One key to understanding the endurance of Surrealist art in California into the 1940s and 1950s might be glimpsed in Lehman’s youthful work, in which he portrays the very ambition to be an artist. Surrealism wasn’t just a style or way of making art, chosen at random from among a host of options; for artists in the remote outpost of the Western United States, it also had great symbolic value.

Paris, remember, was still regarded as the center of the cultural universe. Surrealism stood for the most advanced and daring art being produced at the center of Western civilization.

Certainly a Surrealist emphasis on the unconscious as a deep well from which new beginnings could be made was attractive on the West Coast, where starting over has been a perpetual promise that even today continues to lure the multitude.
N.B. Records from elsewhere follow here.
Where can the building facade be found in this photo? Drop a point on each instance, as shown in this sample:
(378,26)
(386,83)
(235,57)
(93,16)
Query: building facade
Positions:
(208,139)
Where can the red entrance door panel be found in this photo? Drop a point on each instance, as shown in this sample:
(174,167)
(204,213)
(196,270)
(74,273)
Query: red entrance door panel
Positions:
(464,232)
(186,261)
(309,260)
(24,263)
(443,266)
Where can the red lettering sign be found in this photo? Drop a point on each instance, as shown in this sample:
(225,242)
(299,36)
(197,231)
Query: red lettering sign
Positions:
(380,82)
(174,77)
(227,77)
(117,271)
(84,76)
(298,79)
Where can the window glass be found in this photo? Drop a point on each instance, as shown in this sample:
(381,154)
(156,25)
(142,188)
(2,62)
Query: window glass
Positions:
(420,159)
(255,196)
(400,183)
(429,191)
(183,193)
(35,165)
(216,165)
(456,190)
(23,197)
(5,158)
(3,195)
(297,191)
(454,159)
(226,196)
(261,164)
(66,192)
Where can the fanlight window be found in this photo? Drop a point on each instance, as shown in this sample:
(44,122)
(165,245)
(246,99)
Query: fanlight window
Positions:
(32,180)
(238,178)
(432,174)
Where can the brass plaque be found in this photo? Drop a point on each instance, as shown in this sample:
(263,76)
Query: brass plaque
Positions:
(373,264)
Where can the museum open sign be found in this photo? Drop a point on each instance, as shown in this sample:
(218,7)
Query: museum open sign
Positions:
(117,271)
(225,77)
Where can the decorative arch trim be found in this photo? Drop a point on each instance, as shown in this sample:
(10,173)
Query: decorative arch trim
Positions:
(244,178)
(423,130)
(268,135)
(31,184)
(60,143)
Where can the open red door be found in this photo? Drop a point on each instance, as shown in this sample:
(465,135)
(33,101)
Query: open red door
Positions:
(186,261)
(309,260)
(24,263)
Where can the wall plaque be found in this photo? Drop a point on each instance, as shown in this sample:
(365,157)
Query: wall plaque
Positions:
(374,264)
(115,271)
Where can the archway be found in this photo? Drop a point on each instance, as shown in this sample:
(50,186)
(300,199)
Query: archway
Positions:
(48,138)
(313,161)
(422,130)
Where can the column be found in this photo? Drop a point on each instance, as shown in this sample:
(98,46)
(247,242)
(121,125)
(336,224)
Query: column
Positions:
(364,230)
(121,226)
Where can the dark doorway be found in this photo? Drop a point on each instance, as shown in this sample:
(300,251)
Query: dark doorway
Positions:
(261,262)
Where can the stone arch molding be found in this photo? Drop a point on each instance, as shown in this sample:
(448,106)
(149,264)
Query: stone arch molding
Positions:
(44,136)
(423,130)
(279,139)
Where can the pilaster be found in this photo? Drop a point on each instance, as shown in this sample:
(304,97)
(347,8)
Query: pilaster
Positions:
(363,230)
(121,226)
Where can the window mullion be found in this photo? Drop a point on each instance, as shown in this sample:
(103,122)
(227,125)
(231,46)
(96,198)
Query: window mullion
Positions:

The traumas of the Great Depression and World War II only enhanced this climate: In Clay Spohn’s militaristic drawings of automatons at war, for example, the dark side of submerged forces now unleashed is on grim display.

Add to this mix the arrival of Europeans (or Americans trained in Europe, such as Man Ray) who were fleeing the dark cloud of Nazism. For a tiny number of avant-garde-minded artists working in the provincial outposts of Los Angeles and San Francisco, Surrealist art represented the highest measure of a European culture then threatened with annihilation.

California Surrealism thus embodies an unusually revealing paradox: Unconventional methods are put to conventional ends. An imported, culturally sanctioned method for undermining conformist ways of thinking and feeling is fervently embraced, in the seemingly contradictory interest of creating an artistic community of like-minded individuals among an otherwise indifferent populace. No wonder the Surrealist impulse endured on the West Coast so long.

The show concludes with delicate collages by Jess Collins, poetic assemblage sculptures by Gordon Wagner and eccentric pencil drawings for record album covers by Wallace Berman. Although a chronicle of the wildly uneven work of the Surrealist era, “Pacific Dreams” is as important for indicating where the sensibility of these and other subsequent artists came from: Surrealism laid the foundation of what would become the counterculture.